Eso mismo quiero saber yo. Me lo habría subido a la cintura y Jesse ya estaría dentro.

—Me estoy quedando sin vestidos.

No he llevado nada a la tintorería desde que llegué, y casi toda mi ropa sigue en casa de Kate.

Gime en mi boca.

—Mañana sólo compraremos vestidos. —Me levanta con las caderas y vuelve a frotarse contra mi sexo.

Suspiro de placer, puro y desinhibido.

—Mañana compraremos un vestido —digo desabrochándole el cinturón.

Se separa de mi boca y me roza con la frente húmeda. Los ojos le brillan y se humedece los labios.

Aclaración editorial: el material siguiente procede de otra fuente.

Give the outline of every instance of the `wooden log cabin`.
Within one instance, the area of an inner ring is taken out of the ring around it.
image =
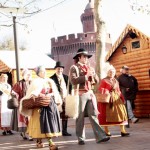
[[[129,66],[130,74],[139,83],[134,114],[150,117],[150,37],[127,25],[106,55],[106,61],[116,68],[117,76],[123,65]]]
[[[38,65],[44,65],[47,71],[47,77],[54,74],[56,62],[49,56],[43,53],[20,51],[19,52],[19,66],[20,70],[28,68],[34,70]],[[8,75],[8,82],[12,86],[17,82],[15,51],[3,50],[0,51],[0,74],[6,73]],[[32,78],[37,77],[32,71]],[[20,71],[20,79],[22,79]]]

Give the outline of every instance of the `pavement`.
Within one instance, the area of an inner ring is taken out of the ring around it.
[[[119,126],[110,127],[111,139],[108,142],[97,144],[88,118],[85,119],[85,145],[78,145],[75,135],[75,121],[69,119],[68,132],[70,137],[54,138],[60,150],[150,150],[150,118],[140,118],[136,124],[130,123],[129,137],[120,136]],[[37,148],[34,141],[22,140],[19,133],[2,135],[0,130],[0,150],[48,150],[48,142],[43,140],[45,148]]]

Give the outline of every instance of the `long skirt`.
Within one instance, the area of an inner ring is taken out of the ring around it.
[[[0,127],[1,129],[10,127],[12,110],[7,108],[8,96],[3,94],[0,96]]]
[[[19,113],[18,108],[13,109],[11,118],[11,129],[14,131],[25,132],[27,130],[27,117]]]
[[[98,103],[98,120],[102,126],[127,125],[127,112],[122,100],[119,99],[110,107],[107,103]]]
[[[61,136],[60,115],[54,100],[43,108],[33,109],[27,133],[32,138]]]

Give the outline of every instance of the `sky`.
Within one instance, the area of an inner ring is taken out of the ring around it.
[[[48,0],[41,0],[43,8],[53,6]],[[50,1],[50,0],[49,0]],[[52,7],[42,13],[36,14],[25,20],[17,20],[26,23],[27,27],[17,24],[17,39],[25,43],[27,49],[50,53],[53,37],[82,33],[80,16],[89,0],[55,0],[61,4]],[[107,32],[110,33],[112,44],[117,40],[127,24],[135,27],[149,28],[150,16],[133,14],[128,0],[103,0],[103,10]],[[0,28],[1,37],[13,36],[13,27]],[[150,34],[149,34],[150,35]]]

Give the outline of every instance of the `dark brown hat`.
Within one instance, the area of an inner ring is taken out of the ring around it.
[[[62,64],[60,61],[57,61],[57,62],[56,62],[55,68],[57,68],[57,67],[65,68],[65,67],[63,66],[63,64]]]
[[[128,66],[122,66],[122,69],[129,70]]]
[[[85,49],[80,48],[80,49],[78,49],[78,51],[77,51],[76,55],[73,57],[73,59],[76,59],[80,54],[85,55],[88,58],[92,57],[92,55],[88,54],[88,52]]]

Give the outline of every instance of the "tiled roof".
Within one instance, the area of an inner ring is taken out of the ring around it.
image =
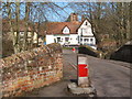
[[[63,29],[65,26],[69,28],[70,34],[77,34],[77,30],[80,26],[81,22],[46,22],[40,25],[40,30],[37,30],[38,23],[35,23],[35,26],[29,25],[29,31],[34,30],[38,31],[40,35],[45,34],[63,34]],[[16,31],[15,22],[12,20],[13,30]],[[25,31],[25,22],[23,20],[20,21],[20,31]],[[10,25],[8,20],[2,20],[2,31],[9,32]]]
[[[15,24],[15,21],[12,20],[12,28],[13,28],[13,31],[16,31],[16,24]],[[20,29],[19,31],[25,31],[25,22],[23,20],[20,21]],[[30,25],[28,28],[28,31],[31,31],[33,30],[33,28]],[[9,32],[10,31],[10,24],[9,24],[9,21],[8,20],[2,20],[2,31],[3,32]]]
[[[65,26],[69,28],[70,34],[76,34],[81,22],[47,22],[45,25],[46,34],[63,34]]]

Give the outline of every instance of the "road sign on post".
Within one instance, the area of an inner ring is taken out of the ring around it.
[[[88,87],[89,81],[89,68],[87,64],[87,57],[78,56],[78,86]]]

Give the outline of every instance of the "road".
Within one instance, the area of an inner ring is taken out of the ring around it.
[[[66,88],[73,79],[77,79],[77,54],[63,51],[64,77],[59,82],[40,88],[26,97],[70,97]],[[98,97],[130,97],[130,68],[128,63],[106,61],[86,55],[90,69],[90,80]]]

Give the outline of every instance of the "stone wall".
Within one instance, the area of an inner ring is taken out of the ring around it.
[[[50,44],[0,59],[2,97],[21,96],[61,80],[62,48]]]

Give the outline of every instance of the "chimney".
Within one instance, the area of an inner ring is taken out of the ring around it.
[[[85,20],[85,15],[81,15],[81,21],[84,21]]]
[[[72,13],[70,14],[70,22],[78,22],[78,15],[77,15],[77,13]]]

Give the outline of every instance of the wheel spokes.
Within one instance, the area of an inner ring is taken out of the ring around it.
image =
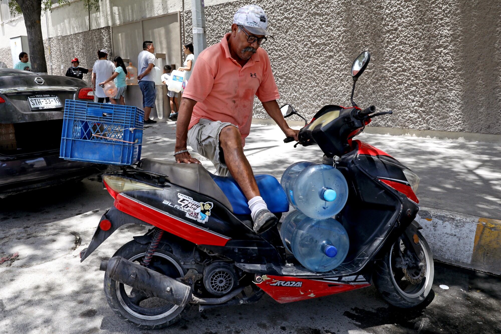
[[[149,297],[143,291],[133,288],[130,291],[130,295],[131,296],[129,297],[129,300],[136,305],[139,305],[139,303],[141,301],[149,298]]]

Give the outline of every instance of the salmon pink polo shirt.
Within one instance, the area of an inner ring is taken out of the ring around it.
[[[197,102],[188,129],[200,118],[238,127],[245,142],[252,121],[254,95],[261,102],[280,98],[268,54],[262,48],[242,67],[231,58],[226,34],[196,59],[183,96]]]

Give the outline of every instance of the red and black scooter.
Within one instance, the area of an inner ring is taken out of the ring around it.
[[[353,63],[353,90],[369,60],[366,51]],[[342,264],[313,272],[284,248],[279,226],[255,233],[246,200],[233,179],[199,164],[144,158],[103,176],[115,203],[81,253],[83,261],[124,224],[152,226],[101,263],[114,311],[134,326],[160,328],[179,320],[190,304],[202,311],[256,302],[265,293],[286,303],[372,282],[394,305],[422,303],[431,288],[433,262],[414,221],[419,178],[386,153],[352,140],[371,117],[391,113],[373,113],[373,106],[361,110],[353,92],[353,107],[322,108],[301,130],[296,144],[319,145],[324,163],[335,163],[348,182],[348,201],[335,217],[349,237]],[[286,117],[297,113],[289,105],[282,110]],[[288,212],[277,179],[256,179],[270,210],[279,218]]]

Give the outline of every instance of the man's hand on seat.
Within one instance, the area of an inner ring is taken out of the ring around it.
[[[298,138],[298,134],[299,133],[299,130],[294,130],[289,127],[284,130],[284,133],[288,137],[293,137],[296,141],[299,140]]]
[[[192,157],[187,152],[183,152],[178,154],[176,154],[176,162],[178,163],[184,162],[184,163],[198,163],[201,164],[200,162],[194,157]]]

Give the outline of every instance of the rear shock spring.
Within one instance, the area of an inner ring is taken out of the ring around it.
[[[151,259],[153,257],[153,254],[155,254],[155,251],[156,250],[157,247],[158,247],[158,244],[160,243],[160,241],[162,239],[163,232],[163,230],[159,229],[158,227],[155,228],[155,232],[153,233],[153,238],[151,238],[151,243],[148,246],[148,250],[146,251],[146,254],[144,256],[143,261],[141,262],[141,265],[148,267],[149,265],[150,261],[151,261]]]

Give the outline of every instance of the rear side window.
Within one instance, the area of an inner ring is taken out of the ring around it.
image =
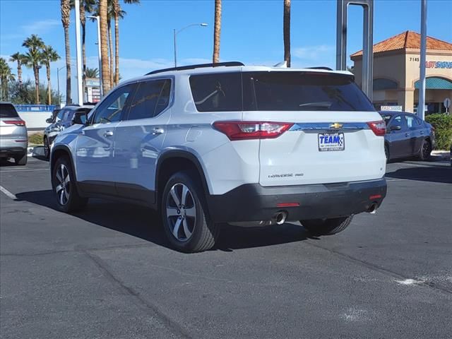
[[[240,73],[191,76],[190,88],[198,112],[242,110]]]
[[[133,97],[128,120],[152,118],[170,105],[171,81],[154,80],[140,83]]]
[[[245,72],[244,110],[374,111],[352,77],[313,72]]]
[[[11,104],[0,104],[0,118],[17,118],[19,115]]]

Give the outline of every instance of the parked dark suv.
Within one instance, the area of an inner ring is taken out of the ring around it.
[[[50,145],[56,136],[61,131],[73,124],[73,119],[76,115],[88,115],[93,107],[92,105],[65,106],[59,109],[56,114],[52,114],[52,117],[46,120],[47,124],[50,124],[44,131],[44,153],[47,159],[49,159],[50,155]]]
[[[386,124],[384,151],[388,160],[417,157],[430,157],[435,146],[434,129],[428,122],[406,112],[381,111]]]

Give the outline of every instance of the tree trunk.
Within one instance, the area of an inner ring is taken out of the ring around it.
[[[110,88],[113,88],[114,85],[113,82],[113,52],[112,52],[112,44],[113,40],[112,40],[112,23],[111,21],[108,21],[108,53],[109,55],[109,61],[110,61]]]
[[[71,45],[69,44],[69,28],[64,28],[64,43],[66,45],[66,103],[71,104]]]
[[[35,72],[35,87],[36,88],[36,105],[40,105],[40,71],[37,66],[33,66]]]
[[[19,87],[22,87],[22,65],[20,61],[17,61],[17,80],[19,82]]]
[[[221,0],[215,0],[215,27],[213,29],[213,62],[220,61],[220,33],[221,31]]]
[[[52,105],[52,85],[50,83],[50,64],[46,65],[46,71],[47,73],[47,105]]]
[[[99,0],[100,48],[102,52],[102,85],[104,95],[110,90],[110,68],[108,63],[108,23],[107,0]]]
[[[81,4],[81,6],[83,4]],[[84,13],[84,12],[83,12]],[[83,71],[82,75],[82,88],[83,91],[83,100],[85,100],[85,90],[86,89],[86,52],[85,48],[85,35],[86,34],[86,28],[85,24],[82,24],[82,54],[83,60]]]
[[[117,1],[117,0],[114,0]],[[119,82],[119,18],[114,12],[114,85]]]
[[[290,0],[284,0],[284,20],[282,24],[284,35],[284,60],[290,67]]]
[[[82,26],[82,60],[83,60],[83,69],[82,69],[82,92],[83,95],[83,101],[85,101],[85,90],[86,88],[86,52],[85,48],[85,36],[86,35],[86,18],[85,16],[85,1],[80,1],[80,24]]]

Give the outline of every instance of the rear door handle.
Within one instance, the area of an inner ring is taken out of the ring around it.
[[[165,132],[163,129],[160,129],[159,127],[156,127],[153,129],[153,135],[162,134],[163,132]]]

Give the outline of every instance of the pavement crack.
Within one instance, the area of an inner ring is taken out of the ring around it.
[[[308,244],[309,245],[311,245],[314,247],[316,247],[318,249],[323,249],[325,251],[327,251],[328,252],[330,252],[331,254],[335,255],[337,256],[340,256],[340,258],[342,258],[343,259],[346,260],[348,262],[350,263],[353,263],[355,264],[358,264],[362,266],[364,266],[367,268],[369,268],[372,270],[375,270],[377,272],[379,272],[381,273],[383,273],[386,275],[389,275],[392,278],[396,278],[397,279],[401,279],[401,280],[407,280],[407,279],[410,279],[412,277],[406,277],[405,275],[401,275],[400,273],[398,273],[397,272],[394,272],[393,270],[388,270],[387,268],[384,268],[381,266],[379,266],[378,265],[375,265],[374,263],[369,263],[368,261],[365,261],[364,260],[361,260],[361,259],[358,259],[357,258],[355,258],[353,256],[349,256],[348,254],[345,254],[341,252],[338,252],[337,251],[335,251],[333,249],[327,249],[326,247],[323,247],[322,246],[319,246],[315,244],[312,244],[311,242],[307,242],[307,244]],[[427,282],[427,281],[420,281],[418,282],[418,283],[417,284],[418,286],[424,286],[425,287],[429,287],[429,288],[432,288],[433,290],[437,290],[439,292],[441,292],[443,294],[446,294],[447,295],[452,295],[452,290],[448,289],[447,287],[445,287],[444,286],[441,286],[437,284],[435,284],[434,282]]]
[[[109,270],[108,265],[102,260],[99,256],[90,253],[88,251],[84,251],[83,253],[86,254],[97,266],[102,275],[109,280],[112,283],[119,287],[120,290],[126,292],[126,294],[130,295],[134,300],[137,306],[144,307],[144,308],[148,311],[150,311],[153,313],[153,316],[157,316],[160,320],[168,328],[172,330],[176,334],[182,338],[186,339],[192,339],[192,337],[189,334],[187,330],[186,330],[181,325],[172,320],[171,318],[161,311],[158,308],[150,303],[145,299],[142,297],[140,293],[133,290],[131,287],[126,286],[123,281],[119,278],[115,277],[113,273]]]

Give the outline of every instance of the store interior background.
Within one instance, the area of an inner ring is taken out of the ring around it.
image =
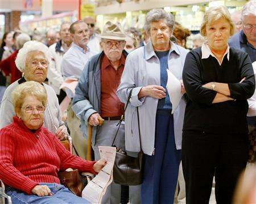
[[[90,16],[100,30],[108,20],[119,21],[125,29],[142,29],[147,13],[163,8],[175,21],[192,34],[199,32],[203,16],[209,7],[226,6],[230,13],[242,9],[246,0],[1,0],[0,37],[5,32],[20,29],[29,34],[35,30],[46,33],[49,28],[59,31],[61,22],[74,22]],[[187,45],[192,46],[188,38]]]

Lo acaricio por encima de los pantalones con el dorso de la mano y se revuelve y palpita cuando mi lengua recorre su labio inferior. Le bajo la bragueta y libero su miembro erecto, luego lo cojo por la base y aprieto un poco.

Cierra los ojos con fuerza.

—Tu boca —me ordena con dulzura.

Me apunto. No me canso de él. Necesito que haga lo que sabe hacer y borre toda la mierda del día.

Las puertas del ascensor se abren al llegar al vestíbulo del ático y me alegro de que sea el único ascensor que llega hasta aquí. Deslizo la espalda pared abajo hasta que me encuentro en cuclillas delante de él, pero su polla, ardiente y palpitante, no es lo único que llama mi atención. Ahí está su cicatriz. Me he prometido no volver a preguntar por ella pero no puedo evitar sentir curiosidad, especialmente después de lo que me ha dicho John. Levanto la vista y sus brazos están firmemente apoyados en la pared, por encima de la cabeza. Me mira fijamente.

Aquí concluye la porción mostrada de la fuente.